Tagish Lake meteorite specimen, 10 cm in its longest dimension. Credit: Michael Holly, Creative Services, University of Alberta. |
New research from Carnegie’s Department of Terrestrial Magnetism and Geophysical Laboratory, published in the June 10 issue of Science, shows that most of the differences in complex organic materials seen among carbonaceous chondrite meteorites can be found within a single meteoroid and that the variations are the result of hydrothermal activity in a still larger parent body, likely an asteroid, within the first few million years of Solar System history.
The research team—led by Christopher Herd of the University of Alberta, Canada, and including Carnegie’s Conel Alexander, Larry Nittler, Frank Gyngard, George Cody, Marilyn Fogel, and Yoko Kebukawa—studied four meteorite specimens from the shower of stones, produced by the breakup of a meteoroid as it entered the atmosphere, that fell on Tagish Lake in northern Canada in January 2000. Examination of the specimens’ inorganic components indicated that they had experienced large differences in the extent of hydrothermal alteration, prompting an in-depth examination of their organic material. The team demonstrated that the insoluble organic matter found in the samples has properties that span nearly the entire range found in all carbonaceous chondrites and that those properties correlate with other measures of the extent of parent body alteration.

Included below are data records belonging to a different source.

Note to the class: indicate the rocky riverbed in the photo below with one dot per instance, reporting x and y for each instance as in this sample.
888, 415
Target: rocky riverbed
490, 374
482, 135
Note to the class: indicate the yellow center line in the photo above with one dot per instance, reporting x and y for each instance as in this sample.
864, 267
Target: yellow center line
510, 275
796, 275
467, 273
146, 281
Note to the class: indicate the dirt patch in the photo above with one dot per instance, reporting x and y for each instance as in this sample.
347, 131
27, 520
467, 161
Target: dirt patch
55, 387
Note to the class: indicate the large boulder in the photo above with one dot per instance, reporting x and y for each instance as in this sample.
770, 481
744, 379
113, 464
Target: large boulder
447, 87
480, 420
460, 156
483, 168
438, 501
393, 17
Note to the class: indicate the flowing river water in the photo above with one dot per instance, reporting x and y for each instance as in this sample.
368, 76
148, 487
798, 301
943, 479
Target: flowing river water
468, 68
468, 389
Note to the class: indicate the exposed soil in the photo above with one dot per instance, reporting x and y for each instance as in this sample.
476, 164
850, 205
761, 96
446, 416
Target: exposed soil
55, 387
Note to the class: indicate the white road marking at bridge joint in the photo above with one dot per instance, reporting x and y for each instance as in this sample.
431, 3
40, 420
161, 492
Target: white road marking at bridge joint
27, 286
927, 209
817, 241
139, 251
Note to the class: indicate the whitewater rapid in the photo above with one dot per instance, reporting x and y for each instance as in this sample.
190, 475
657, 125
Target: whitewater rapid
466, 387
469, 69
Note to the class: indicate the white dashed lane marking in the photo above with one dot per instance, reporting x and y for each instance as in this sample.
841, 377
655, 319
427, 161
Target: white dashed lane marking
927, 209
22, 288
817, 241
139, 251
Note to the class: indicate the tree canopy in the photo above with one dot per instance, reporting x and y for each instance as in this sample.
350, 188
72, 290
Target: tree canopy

Their finding confirms that the diversity of this organic material is due to processing of a common precursor material in the asteroidal parent bodies.
“Taken together these results indicate that the chemical and thermal processing common to the Tagish Lake meteorites likely occurred when the samples were part of a larger parent body that was created from the same raw materials that formed our Solar System,” said DTM research scientist Larry Nittler. “These samples can also provide important clues to the source of organic material, and life, on Earth.”